I am writing this while suffering my second cold in as many weeks - Bunged up with snot, steroids, antibiotics, inhaler to open my pipes, inhaler to get rid of mucus and another inhaler to introduce yet more steroids. My daily cocktail is topped up with regular pain killers.

But by far the most effective relief is provided by a four month old child.

At the moment I hardly have the strength to pick her up yet she weighs no more than a bag of potatoes. My coughing alarms her, not because she knows what it is but because it is loud and raucous.

Sleep is becoming more difficult. I am constantly being visited by images of unbearable sadness and attempt to counteract this by drinking far too much in the hope of facilitating immediate unconsciousness in bed rather than a nightly marathon of horror.

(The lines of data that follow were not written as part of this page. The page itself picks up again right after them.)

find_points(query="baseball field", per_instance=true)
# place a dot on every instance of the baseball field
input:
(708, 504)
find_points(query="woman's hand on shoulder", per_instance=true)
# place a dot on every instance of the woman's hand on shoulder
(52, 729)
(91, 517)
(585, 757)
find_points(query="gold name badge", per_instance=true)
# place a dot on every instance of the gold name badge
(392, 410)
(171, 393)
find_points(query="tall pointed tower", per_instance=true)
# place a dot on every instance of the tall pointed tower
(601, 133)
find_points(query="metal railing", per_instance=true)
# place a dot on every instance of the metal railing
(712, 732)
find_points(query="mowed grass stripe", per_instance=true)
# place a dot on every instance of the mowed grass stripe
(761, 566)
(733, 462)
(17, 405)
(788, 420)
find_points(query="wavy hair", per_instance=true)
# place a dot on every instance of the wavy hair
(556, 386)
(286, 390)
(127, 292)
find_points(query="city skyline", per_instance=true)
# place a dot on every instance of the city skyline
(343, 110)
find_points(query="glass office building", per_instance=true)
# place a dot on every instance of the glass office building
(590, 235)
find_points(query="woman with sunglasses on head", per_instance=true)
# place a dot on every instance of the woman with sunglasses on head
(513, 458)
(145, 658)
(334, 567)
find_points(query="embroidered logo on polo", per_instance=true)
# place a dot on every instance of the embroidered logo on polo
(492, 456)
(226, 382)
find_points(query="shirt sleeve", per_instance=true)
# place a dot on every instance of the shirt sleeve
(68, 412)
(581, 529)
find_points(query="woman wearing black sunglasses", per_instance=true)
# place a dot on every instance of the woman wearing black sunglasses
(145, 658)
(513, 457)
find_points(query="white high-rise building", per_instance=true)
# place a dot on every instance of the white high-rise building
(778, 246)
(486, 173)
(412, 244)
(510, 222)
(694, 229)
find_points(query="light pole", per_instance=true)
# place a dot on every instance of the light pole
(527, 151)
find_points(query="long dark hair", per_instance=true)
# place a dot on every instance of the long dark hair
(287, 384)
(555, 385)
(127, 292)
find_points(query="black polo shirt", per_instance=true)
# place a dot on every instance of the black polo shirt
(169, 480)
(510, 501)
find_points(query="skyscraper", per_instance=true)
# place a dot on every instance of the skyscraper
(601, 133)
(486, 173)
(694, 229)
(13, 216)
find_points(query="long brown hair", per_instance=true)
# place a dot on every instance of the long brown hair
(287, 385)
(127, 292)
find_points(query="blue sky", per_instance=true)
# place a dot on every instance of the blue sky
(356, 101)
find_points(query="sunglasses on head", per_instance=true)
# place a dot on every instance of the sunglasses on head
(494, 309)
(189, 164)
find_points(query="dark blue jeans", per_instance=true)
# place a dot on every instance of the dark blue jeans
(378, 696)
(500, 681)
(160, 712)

But how do I  explain to the people I love that every time I close my eyes I do not count sheep but count the number of steps to the top of a multi storey car park and then consider whether I would have the strength to climb the parapet.

Waking from my hard earned sleep is somehow worse; a painful regime of inhalers and then waiting for something to kick in. This is accompanied by an extreme, unprovoked, bad temper which I know is both unacceptable and offensive. I am sorry but suspect that sorry ain't going to be good enough in the long run.

I am not proud of any of this.

I am however determined to see my daughter into her adulthood.

A reason to live.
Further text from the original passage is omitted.